Fox Hill Point – Rye, NH, sunrise
I stood on a large granite boulder, hands in my pockets looking down at my wiggling toes. I had stuffed them into some wooly socks and then jammed my feet into my flip flops. It’s not that I found my feet all that interesting; it’s just that I was too nervous to look up at the large set of waves that was detonating on the outside reef at my favorite local point break. The surf that was delivered up by Hurricane Bill was so large that the states north and south of us had declared “Condition Black” – no one allowed in the water or they would be arrested for endangerment. But this is New Hampshire: Live Free or Die.
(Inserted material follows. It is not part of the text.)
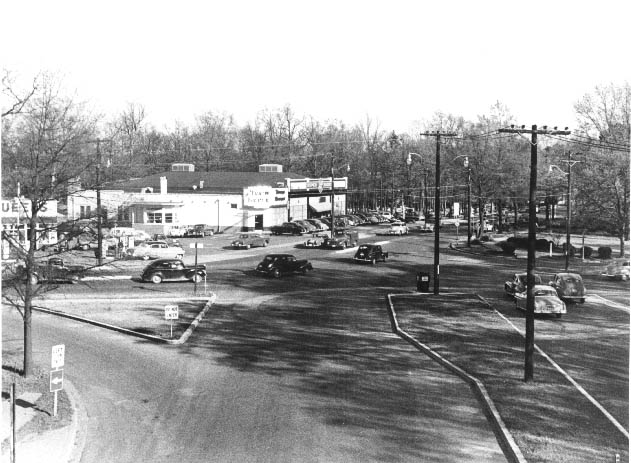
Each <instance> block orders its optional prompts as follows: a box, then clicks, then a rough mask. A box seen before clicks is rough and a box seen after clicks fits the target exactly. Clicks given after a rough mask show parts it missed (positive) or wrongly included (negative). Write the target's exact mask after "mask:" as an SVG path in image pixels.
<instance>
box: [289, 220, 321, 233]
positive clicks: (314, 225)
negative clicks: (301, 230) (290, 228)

Seemed ironic.
As I pulled on my wetsuit, I remembered something that was said to me by a Chilean surfer on a similar big day in Costa Rica – “These are the days that define us.”
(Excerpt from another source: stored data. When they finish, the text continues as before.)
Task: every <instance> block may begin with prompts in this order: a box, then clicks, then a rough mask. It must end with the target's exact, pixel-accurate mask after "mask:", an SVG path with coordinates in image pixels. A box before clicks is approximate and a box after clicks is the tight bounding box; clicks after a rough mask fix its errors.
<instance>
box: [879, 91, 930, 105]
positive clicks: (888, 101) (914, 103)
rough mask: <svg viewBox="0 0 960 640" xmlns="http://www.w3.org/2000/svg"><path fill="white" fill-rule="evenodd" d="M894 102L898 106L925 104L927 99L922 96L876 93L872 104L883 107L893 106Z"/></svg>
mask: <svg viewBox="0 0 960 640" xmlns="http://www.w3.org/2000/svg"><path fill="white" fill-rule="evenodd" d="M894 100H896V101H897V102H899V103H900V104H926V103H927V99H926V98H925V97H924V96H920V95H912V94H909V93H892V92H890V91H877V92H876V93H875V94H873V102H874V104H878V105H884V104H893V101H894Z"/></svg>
I was waxing the board that I only go to when the waves are extraordinarily large – I call it The Laxative. I grabbed my 6-foot, heavy water leash and fastened it to my ankle. I must have checked that Velcro five times before I actually got in the water.
When you duck-dive under a big wave, you get an appreciation for just how insignificant you are in the big scheme of things. The waves this day were thick, powerful ground swell waves generated a thousand miles away by 125 MPH winds. They stood tall and clean, perfectly groomed by light offshore winds. They had marched across the Eastern Atlantic for days to meet me here this morning.
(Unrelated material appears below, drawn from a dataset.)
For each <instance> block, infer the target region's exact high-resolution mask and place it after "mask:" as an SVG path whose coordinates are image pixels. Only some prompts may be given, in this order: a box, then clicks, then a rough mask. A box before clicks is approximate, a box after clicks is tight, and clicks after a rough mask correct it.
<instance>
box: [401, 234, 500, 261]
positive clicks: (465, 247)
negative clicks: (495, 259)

The set waves were spaced out every 18 seconds. An interval of that length is a key indicator of the power of the wave itself. 14 or 15 seconds is usually an epic day – 18 seconds is almost unheard of on the east coast. I took full advantage. I had some all-time thrilling rides and some world class wipe-outs. As I ambled back up onto the rocks, arguably the most treacherous part of any surf session, I notice my “leggie” was no longer 6 feet long.
I laid my board on the sidewalk to inspect my leash. It was now a full 9 feet. Incredible. The force of the surf had actually stretched it by an additional 50% – and it still held up. Physicists call this phenomenon plasticity: the ability of a material to stretch and be reshaped under stress.
Every day we have the incredible opportunity to get out of bed, “paddle out” and stretch ourselves. The human mind has many innate requirements. These can be referred to as Essential Elements. One of these elements is struggle. Struggle gets a bad rap. From the beginning, we are taught that it something to be avoided. We fear it, complain about it, or want to be rescued from it. Instead, we should embrace it.
Struggle shapes us. We are plastic beings. Neuroscience refers to this quality as neuroplasticity. With the right perspective, coping mechanisms, and rest and repair strategies, we move forward, expanded.
The next morning I found myself more confident in somewhat smaller, but still challenging surf. The prior day’s experience had changed me as a surfer. I was stretched. I paddled into large waves comfortably, punched through the sets with ease, and smiled as I noticed my leash trailing further behind me than usual.